Simulation d’une arrestation par la police à Kisangani, décembre 2010.

Le Parlement européen appelle les autorités congolaises à libérer, sans condition, les deux activistes du mouvement Lucha et Filimbi en détention depuis quelques mois à Kinshasa. Il s’agit de Fred Bauma et d’Yves Makwambala, poursuivis par le tribunal de paix de Ngaliema pour attentat à la vie du chef de l’Etat, complot et trahison.

Les élus européens ont lancé cet appel, jeudi 9 juillet, et recommandent aux autorités de Kinshasa d’abandonner toutes les poursuites à l’encontre des activistes des droits de l’homme ainsi qu’à l’encontre de tout prisonnier d’opinion ou opposant politique arbitrairement arrêté.

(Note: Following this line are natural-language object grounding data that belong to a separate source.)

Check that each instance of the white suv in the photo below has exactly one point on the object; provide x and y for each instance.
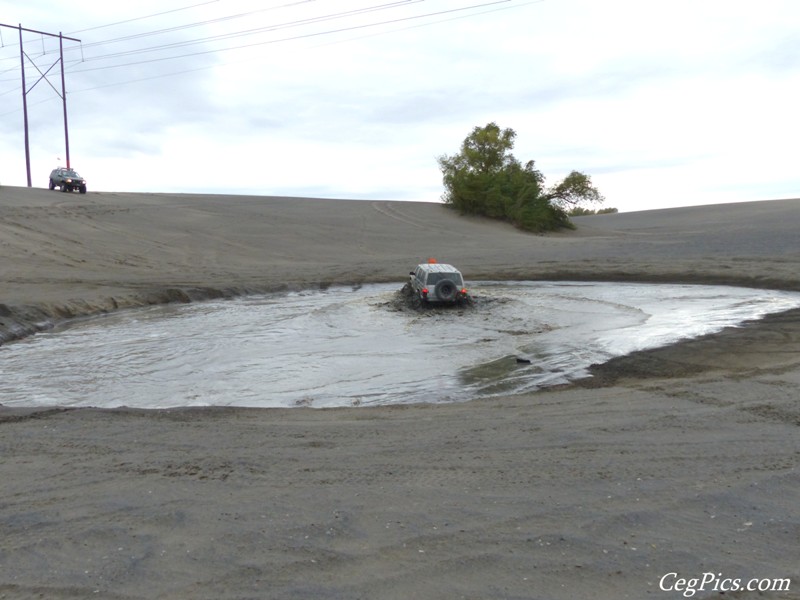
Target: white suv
(434, 282)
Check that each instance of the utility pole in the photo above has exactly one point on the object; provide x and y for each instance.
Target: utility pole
(43, 75)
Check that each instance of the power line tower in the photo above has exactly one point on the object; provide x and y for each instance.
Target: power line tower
(43, 76)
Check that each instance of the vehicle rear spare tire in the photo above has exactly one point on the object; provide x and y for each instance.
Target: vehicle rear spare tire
(445, 290)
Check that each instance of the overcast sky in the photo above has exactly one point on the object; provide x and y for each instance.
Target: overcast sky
(662, 103)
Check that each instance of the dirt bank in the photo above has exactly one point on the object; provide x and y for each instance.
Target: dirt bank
(678, 460)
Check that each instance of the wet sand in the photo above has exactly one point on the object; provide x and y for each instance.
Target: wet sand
(681, 459)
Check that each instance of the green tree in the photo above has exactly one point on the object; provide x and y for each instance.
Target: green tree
(485, 178)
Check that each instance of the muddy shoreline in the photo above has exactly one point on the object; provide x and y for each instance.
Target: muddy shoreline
(682, 459)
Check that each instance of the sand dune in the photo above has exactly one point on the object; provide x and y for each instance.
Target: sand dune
(677, 460)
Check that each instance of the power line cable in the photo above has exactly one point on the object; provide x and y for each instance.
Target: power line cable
(293, 38)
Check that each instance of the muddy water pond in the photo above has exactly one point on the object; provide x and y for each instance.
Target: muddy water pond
(361, 346)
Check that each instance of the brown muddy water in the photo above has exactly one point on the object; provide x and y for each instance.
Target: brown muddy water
(362, 346)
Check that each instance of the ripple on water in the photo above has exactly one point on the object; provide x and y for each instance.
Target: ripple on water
(346, 347)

Pour rappel, ces activistes congolais avaient été arrêtés le 15 mars dernier à Kinshasa avec les leaders des mouvements sénégalais Y’en a marre et burkinabé Balai citoyen. Ces derniers avaient été relâchés puis expulsés du pays.

Au lendemain de ces arrestations, le porte-parole du gouvernement congolais, Lambert Mende, avait dénoncé dans cette rencontre une “tentative de déstabilisation” des institutions de la RDC.

Le rapport de la mission d’information parlementaire sur l’affaire Filimbi (Sifflet) fait savoir, il y a un mois, que le caractère terroriste de ce mouvement n’a pas été établi.

Réponse du gouvernement

Réagissant à la recommandation du Parlement européen, le ministre de la Communication et Médias, Lambert Mende, a exprimé la position du gouvernement congolais qui rejette ce qu’il qualifie d’ingérence:

«Le gouvernement rejette cette ingérence inadmissible dans les affaires domestiques de la RDC, par des partenaires extérieurs qui s’octroient des compétences qui ne leur sont reconnues par aucune disposition du droit international ou des lois congolaises».

Dans ce communiqué dont une copie est parvenue à Radio Okapi, Lambert Mende a rappelé que le Parlement européen n’a pas à adresser des injonctions comminatoires aux autorités d’un pays souverain comme la RDC.

«Le gouvernement congolais exprime ses vives inquiétudes devant la mémoire sélective du Parlement européen qui tout en appelant la RDC au respect des principes démocratiques dont celui de la séparation des pouvoirs et des droits de la personne, le pousse à violer ledit principe et s’érige en protecteur de ceux qui appellent à attenter à l’intégrité physique de leurs concitoyens», a souligné le ministre de la Communication et Médias.

A l’occasion, Lambert Mende a par ailleurs invité les partenaires de la RDC au respect de sa souveraineté et à un accompagnement sincère.